#91 呪いの大行進Ⅲ

「お前は中央広場ここに残れ。ジェシカを頼む」


 スタンピードが迫っているとキースから知らされ、逸る気持ちを抑えつつ俺たちは現状を聞きながら家の前に移動した。


 家から出てきたマーサさんも事を知らされて色を失いかけたが、コーデリアさんを前にして失態は見せられないと努めて平静を装っている。


 今頃、守り手や駐屯隊は来る嵐に備えて迎え撃つ準備に大忙しだろう。


 エドガーさんとの連絡が途絶えたと聞いた上で開口一番父上から出た言葉に、流石に俺が怒ると思ったのかコーデリアさんが間に入ろうと身を乗り出した。


 だが、俺はそんな彼女を制することもなく、父上の言葉なども頭に入らない程ほど苦悩に苛まれていた。


 これはもう戦争と言える戦いになるだろう。


 魔物など無視して、全員を逃がしてしまえばいい。


 身動きの取れない母上らは俺と父上は当然、コーデリアさんとシリュウにも頼めば建物の被害をさておけば、事なきを得るのは十分に可能だろう。

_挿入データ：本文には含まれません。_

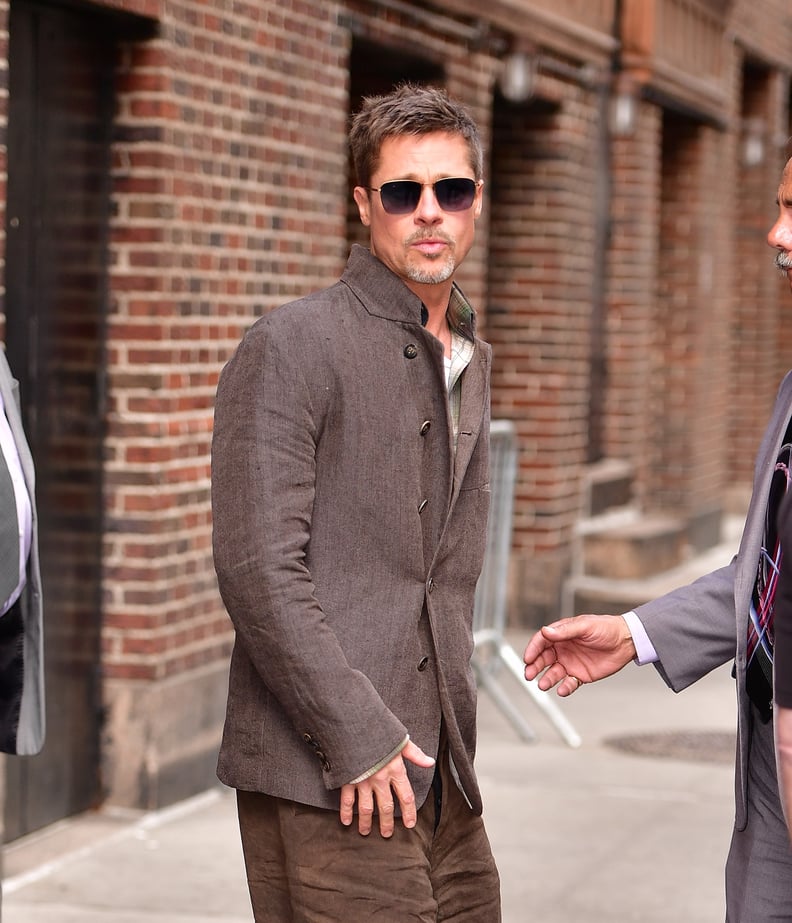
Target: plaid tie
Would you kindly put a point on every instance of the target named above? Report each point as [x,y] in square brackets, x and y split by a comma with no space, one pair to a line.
[759,675]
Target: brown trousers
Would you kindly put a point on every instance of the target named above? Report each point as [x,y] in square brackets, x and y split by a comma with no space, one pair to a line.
[304,866]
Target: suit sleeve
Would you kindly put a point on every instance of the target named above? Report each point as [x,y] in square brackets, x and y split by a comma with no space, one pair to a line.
[692,628]
[263,480]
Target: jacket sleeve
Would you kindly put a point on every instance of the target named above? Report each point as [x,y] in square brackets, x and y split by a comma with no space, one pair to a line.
[267,423]
[692,628]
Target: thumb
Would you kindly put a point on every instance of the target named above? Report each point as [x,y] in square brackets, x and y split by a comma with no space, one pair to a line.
[560,630]
[415,754]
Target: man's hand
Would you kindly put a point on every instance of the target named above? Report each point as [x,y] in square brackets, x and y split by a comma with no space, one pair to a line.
[379,791]
[579,650]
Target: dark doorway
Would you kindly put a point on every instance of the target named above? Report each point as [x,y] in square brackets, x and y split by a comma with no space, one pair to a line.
[60,112]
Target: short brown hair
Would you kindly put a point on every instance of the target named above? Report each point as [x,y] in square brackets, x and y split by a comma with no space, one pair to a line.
[409,109]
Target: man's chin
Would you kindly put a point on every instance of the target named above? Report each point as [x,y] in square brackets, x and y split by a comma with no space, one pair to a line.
[433,276]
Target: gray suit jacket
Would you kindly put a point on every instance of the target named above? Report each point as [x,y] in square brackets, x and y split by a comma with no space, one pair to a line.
[348,538]
[704,625]
[22,724]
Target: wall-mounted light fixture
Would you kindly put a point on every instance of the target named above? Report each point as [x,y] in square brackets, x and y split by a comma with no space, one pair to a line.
[518,75]
[754,145]
[623,107]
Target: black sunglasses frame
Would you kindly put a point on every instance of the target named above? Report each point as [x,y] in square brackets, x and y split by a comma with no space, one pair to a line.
[401,196]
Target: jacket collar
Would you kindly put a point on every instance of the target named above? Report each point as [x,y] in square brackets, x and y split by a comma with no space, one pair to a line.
[383,293]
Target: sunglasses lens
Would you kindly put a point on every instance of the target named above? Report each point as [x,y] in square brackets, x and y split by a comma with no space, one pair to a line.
[455,195]
[400,197]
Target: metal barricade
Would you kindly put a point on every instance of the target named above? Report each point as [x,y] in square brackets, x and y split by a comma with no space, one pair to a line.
[492,652]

 だが駐屯隊が聖地を放棄して逃げるとは到底思えないし、住民の中には村を捨てて逃げるくらいならいっそ戦って死んだ方がマシだという者も絶対に現れる。


 戦うならまだいい。


 村の古い者らの中にはこれは神の試練だといい、下手をすれば何もせず魔物の蹂躙を受け入れる者も居かねないのが聖地、スルト村だ。

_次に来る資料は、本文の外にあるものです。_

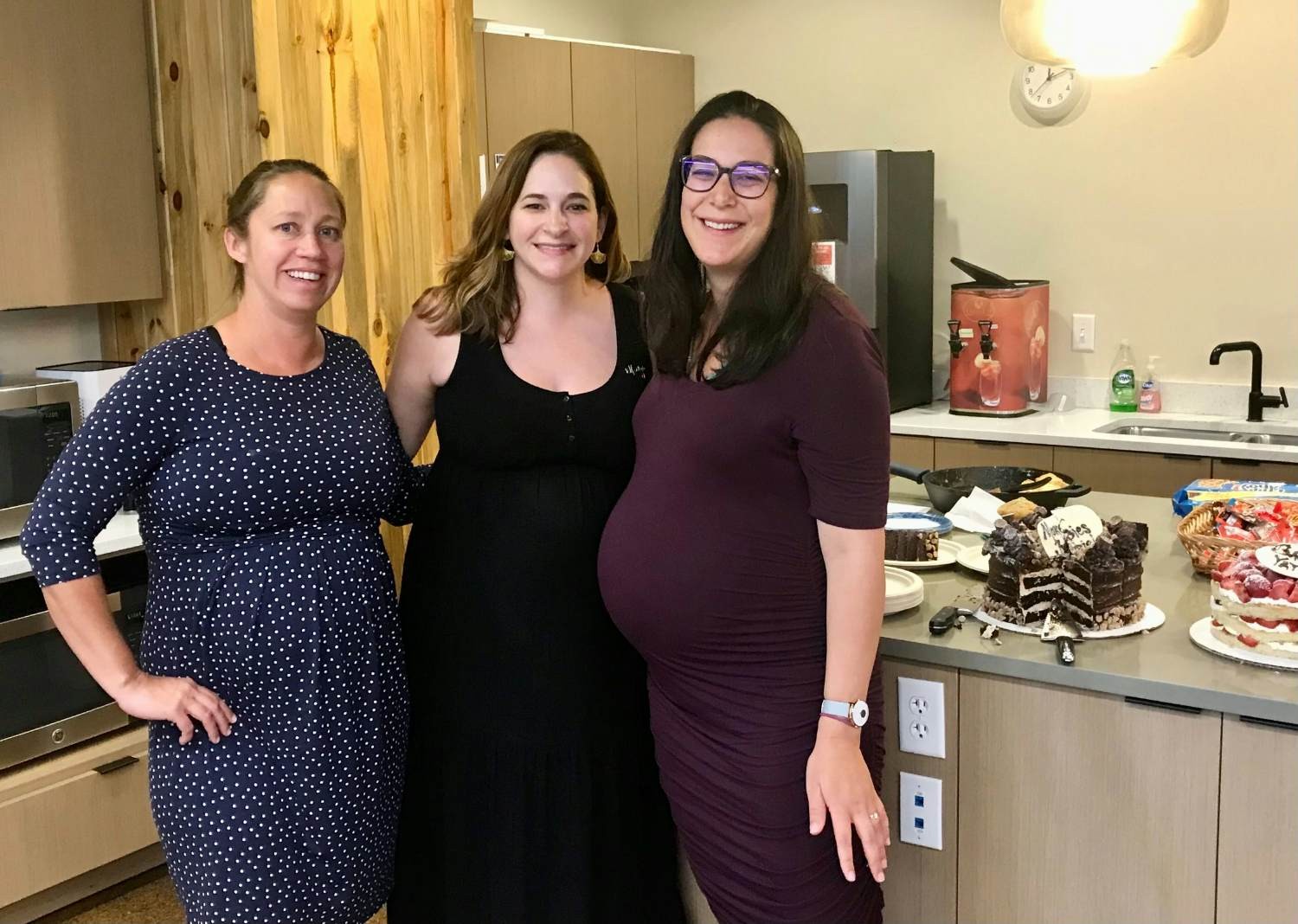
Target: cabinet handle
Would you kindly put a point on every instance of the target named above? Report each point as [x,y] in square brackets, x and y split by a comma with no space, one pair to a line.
[1155,703]
[1269,723]
[113,766]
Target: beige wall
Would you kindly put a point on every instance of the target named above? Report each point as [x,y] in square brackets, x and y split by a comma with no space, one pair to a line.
[1168,209]
[607,21]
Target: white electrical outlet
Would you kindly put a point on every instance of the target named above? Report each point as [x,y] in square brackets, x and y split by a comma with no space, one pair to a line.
[921,716]
[921,806]
[1084,334]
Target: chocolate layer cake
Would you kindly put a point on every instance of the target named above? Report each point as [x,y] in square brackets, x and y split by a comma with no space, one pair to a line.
[1095,579]
[910,545]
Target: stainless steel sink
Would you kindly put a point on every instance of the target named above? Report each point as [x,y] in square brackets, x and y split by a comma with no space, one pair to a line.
[1171,431]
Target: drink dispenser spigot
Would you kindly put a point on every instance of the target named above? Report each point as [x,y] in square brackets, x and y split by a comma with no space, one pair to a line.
[957,344]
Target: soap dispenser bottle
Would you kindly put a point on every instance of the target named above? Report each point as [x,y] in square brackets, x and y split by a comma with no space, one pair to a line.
[1150,389]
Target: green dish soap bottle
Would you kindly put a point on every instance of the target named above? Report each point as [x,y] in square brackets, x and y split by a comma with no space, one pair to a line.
[1121,379]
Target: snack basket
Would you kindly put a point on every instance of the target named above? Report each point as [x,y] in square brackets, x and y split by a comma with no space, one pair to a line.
[1205,548]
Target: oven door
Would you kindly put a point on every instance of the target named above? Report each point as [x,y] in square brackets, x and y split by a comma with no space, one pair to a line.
[49,701]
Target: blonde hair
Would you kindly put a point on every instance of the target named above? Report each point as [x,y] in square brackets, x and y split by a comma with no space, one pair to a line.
[478,293]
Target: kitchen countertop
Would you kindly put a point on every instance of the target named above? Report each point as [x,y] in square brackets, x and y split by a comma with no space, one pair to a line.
[122,534]
[1162,664]
[1076,428]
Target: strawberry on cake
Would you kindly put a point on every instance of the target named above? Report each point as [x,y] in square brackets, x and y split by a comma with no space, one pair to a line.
[1256,607]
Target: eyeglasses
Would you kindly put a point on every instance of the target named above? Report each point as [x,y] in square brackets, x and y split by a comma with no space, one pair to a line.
[749,179]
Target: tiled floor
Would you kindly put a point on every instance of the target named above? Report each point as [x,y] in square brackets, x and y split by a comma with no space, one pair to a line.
[145,900]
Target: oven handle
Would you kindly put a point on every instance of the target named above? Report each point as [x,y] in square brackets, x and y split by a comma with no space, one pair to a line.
[42,622]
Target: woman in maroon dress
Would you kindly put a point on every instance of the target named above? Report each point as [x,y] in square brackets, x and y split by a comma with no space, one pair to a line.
[745,557]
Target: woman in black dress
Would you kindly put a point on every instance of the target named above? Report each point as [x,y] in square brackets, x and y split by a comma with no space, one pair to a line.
[531,791]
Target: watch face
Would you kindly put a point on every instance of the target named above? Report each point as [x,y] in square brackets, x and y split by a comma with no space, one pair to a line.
[1046,88]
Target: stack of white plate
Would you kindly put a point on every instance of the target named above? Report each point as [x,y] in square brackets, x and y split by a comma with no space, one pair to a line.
[903,591]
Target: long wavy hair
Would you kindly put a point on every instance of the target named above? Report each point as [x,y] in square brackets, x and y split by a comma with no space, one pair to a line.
[478,293]
[768,311]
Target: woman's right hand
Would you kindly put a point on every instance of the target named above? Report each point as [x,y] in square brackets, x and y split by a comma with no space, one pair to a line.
[178,700]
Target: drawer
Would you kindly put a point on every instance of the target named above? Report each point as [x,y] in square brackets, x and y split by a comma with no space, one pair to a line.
[960,453]
[1150,474]
[916,451]
[75,822]
[1250,470]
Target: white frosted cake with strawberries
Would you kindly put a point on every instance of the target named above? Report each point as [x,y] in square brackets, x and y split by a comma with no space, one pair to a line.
[1256,606]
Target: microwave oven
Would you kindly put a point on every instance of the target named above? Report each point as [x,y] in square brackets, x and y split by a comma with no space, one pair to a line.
[38,418]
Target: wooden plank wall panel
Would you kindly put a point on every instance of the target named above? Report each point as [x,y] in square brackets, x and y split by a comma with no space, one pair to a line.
[204,88]
[381,93]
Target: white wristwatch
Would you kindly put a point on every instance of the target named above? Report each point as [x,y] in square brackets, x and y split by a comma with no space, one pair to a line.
[853,713]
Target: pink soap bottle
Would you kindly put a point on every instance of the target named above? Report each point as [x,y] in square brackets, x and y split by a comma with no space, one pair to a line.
[1150,391]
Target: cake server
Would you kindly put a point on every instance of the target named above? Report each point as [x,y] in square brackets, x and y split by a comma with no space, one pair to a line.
[1064,633]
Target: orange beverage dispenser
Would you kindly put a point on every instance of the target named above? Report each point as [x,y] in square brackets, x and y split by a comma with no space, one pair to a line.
[999,337]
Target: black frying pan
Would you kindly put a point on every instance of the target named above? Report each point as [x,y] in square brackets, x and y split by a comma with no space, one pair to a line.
[947,485]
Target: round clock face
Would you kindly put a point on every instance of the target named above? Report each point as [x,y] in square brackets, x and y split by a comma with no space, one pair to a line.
[1049,93]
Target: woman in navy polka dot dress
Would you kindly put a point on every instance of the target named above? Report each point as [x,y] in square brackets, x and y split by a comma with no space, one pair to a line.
[264,456]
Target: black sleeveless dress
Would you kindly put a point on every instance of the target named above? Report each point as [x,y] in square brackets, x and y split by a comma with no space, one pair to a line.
[531,789]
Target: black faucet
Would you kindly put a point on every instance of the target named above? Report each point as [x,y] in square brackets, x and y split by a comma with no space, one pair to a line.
[1256,400]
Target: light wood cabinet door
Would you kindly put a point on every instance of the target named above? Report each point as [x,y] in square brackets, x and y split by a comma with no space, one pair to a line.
[921,884]
[961,453]
[1249,470]
[1258,843]
[916,451]
[529,88]
[665,101]
[77,181]
[1077,807]
[74,812]
[1149,474]
[604,113]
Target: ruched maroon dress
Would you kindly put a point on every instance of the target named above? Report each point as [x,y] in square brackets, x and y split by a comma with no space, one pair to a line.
[711,568]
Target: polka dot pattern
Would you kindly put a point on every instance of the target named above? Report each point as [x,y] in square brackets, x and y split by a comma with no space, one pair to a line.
[260,498]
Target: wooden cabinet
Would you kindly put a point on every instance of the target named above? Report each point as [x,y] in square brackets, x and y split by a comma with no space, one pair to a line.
[1250,470]
[665,101]
[1083,807]
[958,453]
[529,88]
[604,113]
[1258,843]
[628,103]
[921,882]
[73,812]
[78,221]
[916,451]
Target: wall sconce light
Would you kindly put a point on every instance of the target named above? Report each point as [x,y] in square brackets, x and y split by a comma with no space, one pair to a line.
[1111,36]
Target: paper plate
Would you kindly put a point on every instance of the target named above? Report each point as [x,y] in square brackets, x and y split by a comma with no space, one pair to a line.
[1152,619]
[975,560]
[948,553]
[913,521]
[1204,636]
[901,591]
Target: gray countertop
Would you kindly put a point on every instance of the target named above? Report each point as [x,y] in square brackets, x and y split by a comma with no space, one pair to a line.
[1162,664]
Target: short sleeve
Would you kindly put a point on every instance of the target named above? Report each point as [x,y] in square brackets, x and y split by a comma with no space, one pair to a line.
[114,452]
[841,420]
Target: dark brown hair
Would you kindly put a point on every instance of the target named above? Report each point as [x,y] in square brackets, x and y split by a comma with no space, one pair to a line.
[252,189]
[478,293]
[768,311]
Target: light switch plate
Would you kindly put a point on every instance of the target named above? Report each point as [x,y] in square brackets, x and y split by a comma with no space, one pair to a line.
[921,716]
[921,806]
[1084,334]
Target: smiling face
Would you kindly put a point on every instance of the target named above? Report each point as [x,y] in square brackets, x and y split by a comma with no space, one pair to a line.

 これ程の規模で魔物が攻めて来るとなると誰かの死は免れない。


 その悲しみと憎しみは、戦いの勝敗など関係なく向けられてしまうのだ。


 そう、新たな命へと。


 俺は、それが怖くてたまらなかった。



「いいか、俺とコーデリアは……」


 ならばどうすべきか。


 口で言うのは至極簡単な事で、自分にその覚悟はある。


 だが父上に、コーデリアさんに、さらにシリュウにそんなことを言っていいのかの踏ん切りがつかなかった。


 何度も言うが、これは戦争だ。


「お師?」

「どうしました?」


 俯く俺を覗き込むようにシリュウが身を屈め、コーデリアさんの心配そうな声が聞こえる。


 これは俺の我儘だ。


 そんな希望を話せば、甘すぎるとそしりを受けるだろう。


 しかし、そんなことはどうでもいい。


 俺の我儘を聞いたこの三人がそれを叶えんがために、余計な被害を被る可能性が大いにあるのだ。最悪、死ぬ事になるかもしれない。


「おい、聞いてん―――」


 もう逡巡している時も無い。


 俺は皆を信じて覚悟を決め、最も恐れる事態を三人に告げる。


「一人でも死なば、忌み子になってしまう」


「「!?」」


 だから、死ぬ気で戦った上で誰も死なせるな。


 顔を上げた途端に飛び出した無茶苦茶な俺の願いを、皆まで言わずとも父上とコーデリアさんは言外を瞬時に察し、そこまで考えが及んでいなかったと刹那絶句する。


「あなたという人は……私は何と浅はかだったのか。ただ敵を討つことばかりを考えていました……」


「あー……お前がここに残るの取り消していいか? さすがに俺たちだけじゃ、確信がな……」


「いみご?」


「作戦を聞いて頂きたい。何、簡単な事です」


 シリュウへの答えは後回しにし、とにかく時間がないので俺の思い描く戦いを父上とコーデリアさんに手短に伝えた。


 これを聞いたキースとマーサさんは戸惑いを隠せずにいたが、二人は確認するように俺を見据え、その微動だにしない様に覚悟を見てくれたようだ。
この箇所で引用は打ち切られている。